Last week the federal Reserve announced its interest rate guidance for the current period and for the remainder of the year. Back in December the federal Reserve increased short term interest rates by 1/4 of one Percent. At the same time chairman Powell also forecast three rate increases for 2019. In a stunning reversal, the federal Reserve is holding rates steady and is forecasting no further increases in 2019.

Last week the Bank of Canada also announced that it was holding rates steady. 

The European Central Bank also has kept rates study at essentially zero or negative interest rates. 

All of this is against a backdrop of slowing economic activity on a global basis. The growth forecast of the US economy has been revised to 1.75% to 2% this year, down from the last estimate of 2019 growth at 2.25%. 

 Central bankers have been using interest rate policy to engineer the so-called soft landing. Briefly raising interest rates would prevent the economy from overheating. It would also give the central bank a tool with which to stimulate the economy should it slow down. 

Europe has lost the ammunition to stimulate the economy. By maintaining rates low, they have nowhere to go. Printing money is the only tool they have left. They’re going to try it, but it hasn’t worked so far. I see no reason for it to work now.  

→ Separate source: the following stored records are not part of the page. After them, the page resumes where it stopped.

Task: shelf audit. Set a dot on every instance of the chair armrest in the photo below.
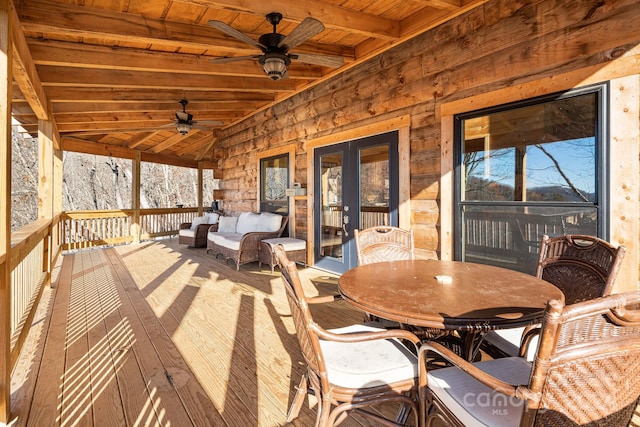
(517, 391)
(525, 341)
(324, 299)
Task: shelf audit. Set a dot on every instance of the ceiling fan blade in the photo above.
(229, 30)
(303, 32)
(202, 123)
(227, 59)
(324, 60)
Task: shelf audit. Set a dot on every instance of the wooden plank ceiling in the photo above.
(113, 72)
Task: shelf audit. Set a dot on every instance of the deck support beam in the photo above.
(6, 22)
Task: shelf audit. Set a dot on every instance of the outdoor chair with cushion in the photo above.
(194, 233)
(383, 243)
(583, 267)
(585, 372)
(353, 368)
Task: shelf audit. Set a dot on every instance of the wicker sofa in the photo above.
(238, 238)
(194, 233)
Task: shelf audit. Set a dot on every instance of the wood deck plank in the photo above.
(101, 311)
(44, 408)
(196, 406)
(137, 405)
(76, 388)
(224, 338)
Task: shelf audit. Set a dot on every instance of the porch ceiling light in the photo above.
(275, 66)
(183, 127)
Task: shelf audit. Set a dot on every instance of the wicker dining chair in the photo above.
(585, 372)
(353, 368)
(583, 267)
(383, 243)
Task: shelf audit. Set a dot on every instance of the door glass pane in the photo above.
(331, 205)
(374, 186)
(274, 177)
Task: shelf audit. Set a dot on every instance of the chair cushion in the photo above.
(288, 243)
(226, 240)
(369, 363)
(269, 222)
(212, 217)
(247, 222)
(227, 224)
(196, 221)
(475, 404)
(508, 341)
(187, 232)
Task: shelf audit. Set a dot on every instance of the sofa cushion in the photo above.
(226, 240)
(269, 222)
(212, 217)
(247, 222)
(187, 232)
(227, 224)
(196, 221)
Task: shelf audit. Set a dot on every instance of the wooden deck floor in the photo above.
(160, 334)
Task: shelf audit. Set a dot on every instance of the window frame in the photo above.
(602, 159)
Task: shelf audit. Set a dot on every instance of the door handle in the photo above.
(345, 221)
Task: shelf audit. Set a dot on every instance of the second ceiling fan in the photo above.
(275, 47)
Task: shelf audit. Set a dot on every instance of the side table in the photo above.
(296, 250)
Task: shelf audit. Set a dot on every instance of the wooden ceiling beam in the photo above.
(150, 107)
(330, 14)
(158, 117)
(79, 145)
(76, 77)
(24, 70)
(67, 21)
(65, 54)
(71, 94)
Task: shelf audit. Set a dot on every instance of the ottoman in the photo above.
(296, 250)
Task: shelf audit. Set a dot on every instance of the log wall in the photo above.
(496, 48)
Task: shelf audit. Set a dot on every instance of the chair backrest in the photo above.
(588, 363)
(383, 243)
(309, 341)
(583, 267)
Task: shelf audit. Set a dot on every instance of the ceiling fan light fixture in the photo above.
(275, 67)
(183, 127)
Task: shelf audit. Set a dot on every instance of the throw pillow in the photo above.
(212, 218)
(227, 224)
(269, 222)
(248, 222)
(196, 222)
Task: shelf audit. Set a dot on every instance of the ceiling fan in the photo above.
(275, 47)
(184, 121)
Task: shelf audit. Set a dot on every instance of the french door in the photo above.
(356, 187)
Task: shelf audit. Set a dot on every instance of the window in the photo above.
(274, 181)
(527, 169)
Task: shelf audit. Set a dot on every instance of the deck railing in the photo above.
(85, 229)
(34, 249)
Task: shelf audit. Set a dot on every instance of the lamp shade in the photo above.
(183, 127)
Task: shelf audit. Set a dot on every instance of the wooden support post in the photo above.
(200, 189)
(5, 210)
(45, 183)
(135, 202)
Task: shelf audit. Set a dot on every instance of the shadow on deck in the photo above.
(160, 334)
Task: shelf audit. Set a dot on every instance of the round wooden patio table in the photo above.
(469, 298)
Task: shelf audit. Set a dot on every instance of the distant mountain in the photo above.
(100, 183)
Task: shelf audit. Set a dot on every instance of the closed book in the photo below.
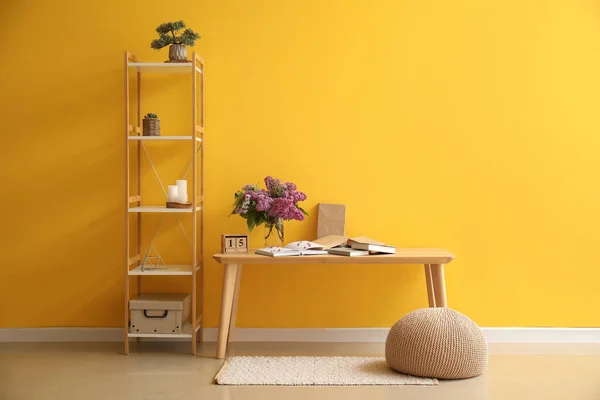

Here in North America, all of this is good news for real estate developers. One of the biggest risks that we face as developers is the uncertainty of interest rates once a construction project is completed. However, a period of interest rate stability makes it much easier to budget and model in the future. Construction projects are typically funded by construction loans only during the construction phase. Upon completion of leasing, the projects are typically refinanced into permanent fully amortized loans. Without knowing what interest rates will be in 18 months time when the project completes, it is difficult to forecast the operating model for the project with permanent financing.

Now is the time to take advantage of these low rates and lock into permanent financing for as long as you can.